The average United State household carries approximately $15,355 in credit card debt. Regardless of the financial trends over the past 15 years, American credit habits have remained consistent. According to data released on February 5 by the Federal Reserve, consumers owed a total of $936 billion in credit card and other forms of revolving debt as of December 2015. Revolving debt is a credit arrangement that enables a consumer to borrow against a predetermined line of credit when purchasing goods and services. Since April 2011, American consumers have added $103 billion in revolving credit debt.
The majority of American carry debt from month to month and pay high interest charges on this debt. Only 35 percent of those aged 25 to 50 pay off their complete balances each month. Even as Americans age they continue to borrow. In fact, 45 percent of 70 year olds do not pay off their credit card debt each month. This debt accumulation begins between ages 20 and 30. According to Boston College professor, Scott Fulford, individuals currently in their 20’s do not seem to be saving in the same manner as generations that have come before them. In a recent study he reasoned that these individuals may not be saving because they are “saving just by getting higher credit limits.” These credit limits provide this population with the emergency funds if they are needed.
In every age bracket, credit cards are heavily relied upon. While younger individuals, 20 year olds, tend to use more than half their available credit, older individuals, 50 years olds, still tend to use almost 40 percent of their available credit.

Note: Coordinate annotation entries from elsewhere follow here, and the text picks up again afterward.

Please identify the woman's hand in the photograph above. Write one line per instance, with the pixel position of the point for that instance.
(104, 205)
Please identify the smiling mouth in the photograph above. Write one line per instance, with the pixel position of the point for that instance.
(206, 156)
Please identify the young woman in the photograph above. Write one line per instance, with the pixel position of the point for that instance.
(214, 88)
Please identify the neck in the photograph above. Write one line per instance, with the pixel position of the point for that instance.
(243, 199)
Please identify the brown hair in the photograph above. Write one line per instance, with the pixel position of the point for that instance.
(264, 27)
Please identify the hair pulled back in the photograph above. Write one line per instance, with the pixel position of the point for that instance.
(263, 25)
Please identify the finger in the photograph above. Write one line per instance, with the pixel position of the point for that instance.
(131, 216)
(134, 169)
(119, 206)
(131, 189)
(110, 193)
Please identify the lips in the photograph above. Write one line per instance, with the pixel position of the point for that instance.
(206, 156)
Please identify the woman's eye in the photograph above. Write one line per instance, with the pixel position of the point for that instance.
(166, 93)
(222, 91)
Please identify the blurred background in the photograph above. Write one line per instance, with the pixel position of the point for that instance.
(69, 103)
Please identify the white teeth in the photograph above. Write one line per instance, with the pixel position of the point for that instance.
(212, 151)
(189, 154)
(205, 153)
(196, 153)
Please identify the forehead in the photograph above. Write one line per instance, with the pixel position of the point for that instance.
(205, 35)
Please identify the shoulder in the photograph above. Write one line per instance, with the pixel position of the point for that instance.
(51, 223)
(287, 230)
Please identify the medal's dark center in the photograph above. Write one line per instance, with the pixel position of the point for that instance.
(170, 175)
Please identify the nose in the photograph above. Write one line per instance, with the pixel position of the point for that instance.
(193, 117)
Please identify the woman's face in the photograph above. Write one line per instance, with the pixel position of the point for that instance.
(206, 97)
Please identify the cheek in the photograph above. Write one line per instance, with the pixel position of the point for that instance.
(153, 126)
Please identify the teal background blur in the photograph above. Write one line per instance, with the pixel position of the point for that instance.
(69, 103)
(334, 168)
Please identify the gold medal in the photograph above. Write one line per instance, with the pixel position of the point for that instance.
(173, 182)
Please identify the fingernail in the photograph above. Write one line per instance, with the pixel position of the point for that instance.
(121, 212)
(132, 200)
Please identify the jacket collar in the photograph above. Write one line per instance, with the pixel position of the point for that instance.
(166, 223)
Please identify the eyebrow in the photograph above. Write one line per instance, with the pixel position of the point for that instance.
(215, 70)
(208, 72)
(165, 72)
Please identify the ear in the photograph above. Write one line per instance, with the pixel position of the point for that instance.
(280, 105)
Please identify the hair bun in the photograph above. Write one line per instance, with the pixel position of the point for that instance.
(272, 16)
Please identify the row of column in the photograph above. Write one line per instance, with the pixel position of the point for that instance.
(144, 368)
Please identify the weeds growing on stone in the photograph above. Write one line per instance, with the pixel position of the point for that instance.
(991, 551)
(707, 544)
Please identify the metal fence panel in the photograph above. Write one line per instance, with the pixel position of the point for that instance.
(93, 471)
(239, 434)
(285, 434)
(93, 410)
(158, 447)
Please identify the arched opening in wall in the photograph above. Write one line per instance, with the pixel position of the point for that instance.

Additionally, credit habits do not vary much during the course of a consumer’s life. Even when certain credit habits are disrupted, an individual’s credit use habits are typically restored within two years.
Americans tend to borrow more during good financial periods and less during recessions. The corresponding trend seems to be driven by the fluctuations in credit limits. When banks offer higher limits, consumers take advantage of this increase. Credit limits have the biggest effects on people who pay minimums and carry debt forward from month to month. A study conducted by the Boston Federal Consumer Payment Research Center has shown that when these “revolvers” were offered a 10 percent increase in credit limits, they increased their debt by 9.99 percent. A majority of U.S consumers seem to take advantage on every cent offered to them by credit card issuers.